Kogut language
Kokogut compiler
Copyright © 2004-2005 by
Marcin
'Qrczak' Kowalczyk
(qrczak@knm.org.pl)
Permission is granted to copy, distribute and/or modify this
document under the terms of the
GNU Free
Documentation License, Version 1.2 or any later version
published by the Free Software Foundation; with no Invariant
Sections, no Front-Cover Texts, and no Back-Cover Texts.
A copy of the license is included
here.
The Kogut Programming Language
Kogut is an experimental programming language which supports
impurely functional programming and a non-traditional flavor of
object-oriented programming. Its semantics is most similar to
Scheme or Dylan, but the syntax looks more like ML or Ruby.
The name “Kogut” means “Rooster”
(“Cock”) in Polish and is pronounced like
[KOH-goot].
The paradigm
-
The language is dynamically typed: consistent usage of types
is not enforced statically.
-
The language is mostly functional: object contents and
name bindings are immutable by default. You can request a
variable binding explicitly. The standard library includes
both immutable and mutable collections, with most important
compound types (lists, strings, tuples) being immutable.
-
The language doesn’t prevent arbitrary side effects from
occurring during evaluation of an expression (it’s not
purely functional) and the evaluation order is deterministic.

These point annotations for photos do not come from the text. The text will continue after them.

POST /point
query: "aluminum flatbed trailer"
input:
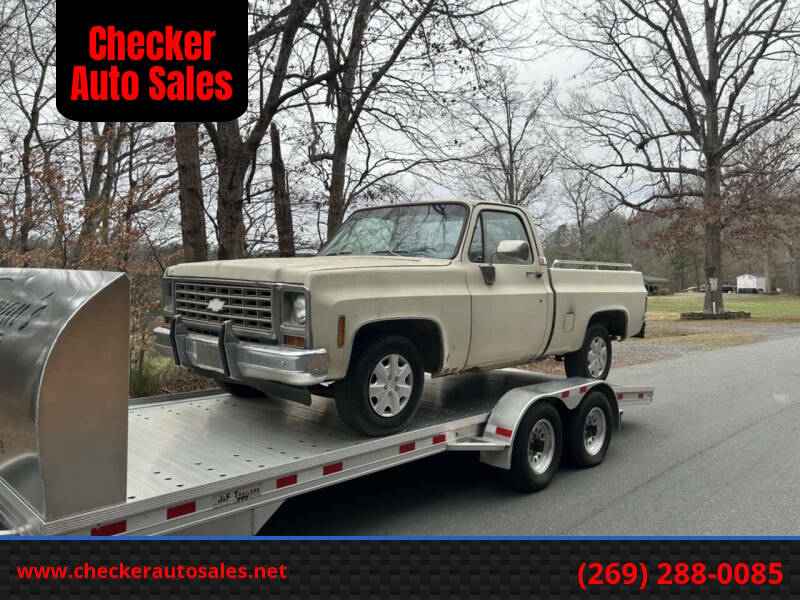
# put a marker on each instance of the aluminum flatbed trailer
(215, 464)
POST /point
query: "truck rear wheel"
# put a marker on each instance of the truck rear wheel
(593, 360)
(589, 431)
(537, 448)
(383, 387)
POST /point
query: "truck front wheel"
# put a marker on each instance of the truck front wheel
(382, 389)
(593, 359)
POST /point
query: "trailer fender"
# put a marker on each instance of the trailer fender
(564, 394)
(64, 391)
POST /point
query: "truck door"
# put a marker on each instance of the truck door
(510, 318)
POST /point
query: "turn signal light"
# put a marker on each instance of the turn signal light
(294, 340)
(340, 336)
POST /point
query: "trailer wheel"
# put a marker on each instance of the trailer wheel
(240, 390)
(537, 448)
(383, 387)
(593, 359)
(589, 431)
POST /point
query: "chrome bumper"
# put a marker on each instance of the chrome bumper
(241, 361)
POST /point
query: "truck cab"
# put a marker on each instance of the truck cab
(400, 290)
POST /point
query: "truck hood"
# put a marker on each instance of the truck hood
(293, 270)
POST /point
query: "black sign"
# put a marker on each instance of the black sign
(173, 60)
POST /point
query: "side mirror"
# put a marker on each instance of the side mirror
(488, 273)
(513, 251)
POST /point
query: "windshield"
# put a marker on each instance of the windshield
(429, 230)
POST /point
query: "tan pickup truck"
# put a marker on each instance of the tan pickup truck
(401, 290)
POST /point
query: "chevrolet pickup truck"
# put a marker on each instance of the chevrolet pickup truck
(400, 290)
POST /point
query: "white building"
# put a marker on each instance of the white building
(750, 282)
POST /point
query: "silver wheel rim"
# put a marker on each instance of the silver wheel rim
(597, 357)
(390, 385)
(594, 431)
(541, 446)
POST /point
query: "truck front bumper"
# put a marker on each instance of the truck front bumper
(238, 360)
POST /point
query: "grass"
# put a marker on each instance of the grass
(762, 308)
(148, 376)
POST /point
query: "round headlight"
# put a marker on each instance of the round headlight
(299, 309)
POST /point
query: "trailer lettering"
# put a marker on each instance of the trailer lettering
(237, 496)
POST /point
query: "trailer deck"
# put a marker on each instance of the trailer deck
(79, 459)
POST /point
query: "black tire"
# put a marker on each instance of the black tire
(354, 403)
(525, 474)
(240, 390)
(585, 452)
(577, 364)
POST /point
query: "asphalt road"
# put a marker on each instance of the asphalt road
(718, 453)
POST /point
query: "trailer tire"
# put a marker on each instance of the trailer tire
(596, 347)
(381, 413)
(240, 390)
(589, 429)
(537, 449)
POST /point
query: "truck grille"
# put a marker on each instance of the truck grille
(246, 306)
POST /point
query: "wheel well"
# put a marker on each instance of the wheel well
(616, 321)
(423, 333)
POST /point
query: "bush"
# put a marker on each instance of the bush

It’s not purely functional.
-
Objects are deallocated implicitly when no longer referenced
(garbage collection).
Names, definitions and scopes
-
The language is lexically scoped: an occurrence of a name
refers to a definition determined statically from program
source, not dynamically by control flow.
-
The same syntax and semantics of definitions is used globally
in a module scope, locally in a function, and for specifying
the fields of an object.
-
There is a single namespace: each identifier in a given scope
has one meaning, independent of the context of usage.
-
Definitions are evaluated and names are defined in the order
the definitions are written. Expressions may refer to names
defined above or below, as long as names defined below are
used only inside functions which are not called before the
names are defined.
Errors
-
There is no undefined behavior (an error can’t trash
memory nor make the processor execute unpredictable code),
and there is a little unspecified behavior. The meaning of a
program is almost deterministic. In particular strings and
lists are immutable, so they can be freely shared without
problems with modifying literals.
-
On errors generally exceptions are thrown, instead of implicit
conversion of an argument to another type, returning a null or
unspecified value, ignoring excess arguments, or guessing what
the programmer could possibly mean. In particular a condition
must be either
True or False, and
trying to get a non-existent element of a collection throws
an exception.
Execution
-
An object conceptually consists of three parts:
-
behavior, which is how it reacts to application to
arguments,
-
type, a tag which helps to identify behavioral protocols
it uses,
-
and sometimes some hidden type-specific magic.
-
A function (or generally any object) takes a list of
arguments and either returns a single result or throws
an exception. Keyword parameters and multiple results are
simulated in terms of this model.
-
Tail calls are properly implemented: before execution of a
tail call, the memory which was implicitly allocated for the
caller’s execution state is dealloated.
Miscellaneous issues with functions
-
Data objects are primarily used by applying functions to them,
rather than by sending them some messages. Objects themselves
are applied only to access their core functionality, e.g. to
access fields of a record.
-
In case of a generic interface common to several types with
different implementations, the functions specified by the
interface are realized by generic functions, which dispatch
their implementation on the types of arguments. In particular
many operators are generic functions.
-
New objects are constructed by applying functions which are
designed to return new objects, rather than by using some
distinct syntactic notion of constructors.
-
There is a single most important equality operator
==, which generally compares values of immutable
objects and identity of mutable objects, and can also be
defined manually for particular types.
-
The comparison used for sorting, for dictionary lookup, and
the corresponding hash function, are generally specified once
per type, not once per sorting operation or once per dictionary.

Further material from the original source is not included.